Payments you have made from your personal account to cover business expenses are not treated as dividend. These are expense reimbursements as a director. A classic example of which is use of home as office.
As a clarification:
- The company Tax return is based on profits.
- The personal Tax return is based on your extraction of those profits from the business.
Since you will pay extra income tax on the extraction of profits (the rate of tax increases the more that you withdraw) it pays to keep money in the company. Tax can be saved by retaining funds in the company, and extracting these all when the company is struck off. A profit withdrawal at the time a company is dissolved is treated as capital gain and therefore subject to tax at a lower rate.
However:
A personal Tax Return is used to determine your income for the purposes of your borrowing ability. For instance, mortgage lenders tend to base their decision on your own income, and not that of the company you own. Means tested benefits, the clawback of child benefit and student loan repayment are all based on your personal income.

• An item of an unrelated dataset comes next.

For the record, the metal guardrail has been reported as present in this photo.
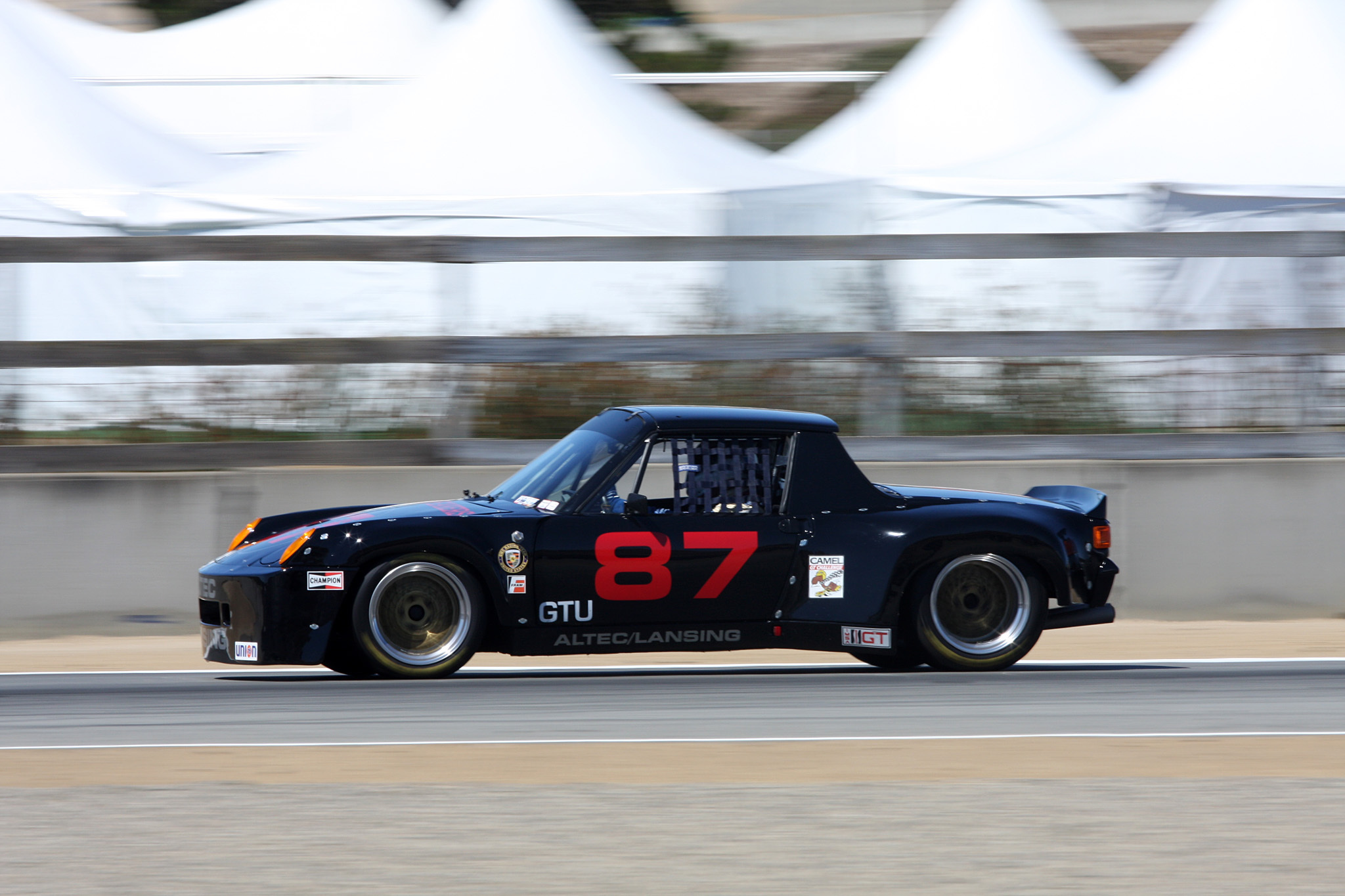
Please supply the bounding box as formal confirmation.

You will want to take your earnings out of the company at some stage. If you are not planning to dissolve the company then the capital treatment would not apply. More often than not, you will pay less tax by keeping your profit extractions even, than by having one year where there is a sudden spike in your income. For instance, you start to loose personal allowance once your total income exceeds £100,000. This is where remuneration planning can help to mitigate tax considerably.
Further methods for keeping your personal tax liability low include:
- Paying another person, such as a spouse or family member via the company. The dividends will be the personal income of that shareholder. This can be suitable where you share household expenses with another person.
- Making pension contributions via the company, which is highly tax efficient.
- Buying a hybrid car or motorbike via the company.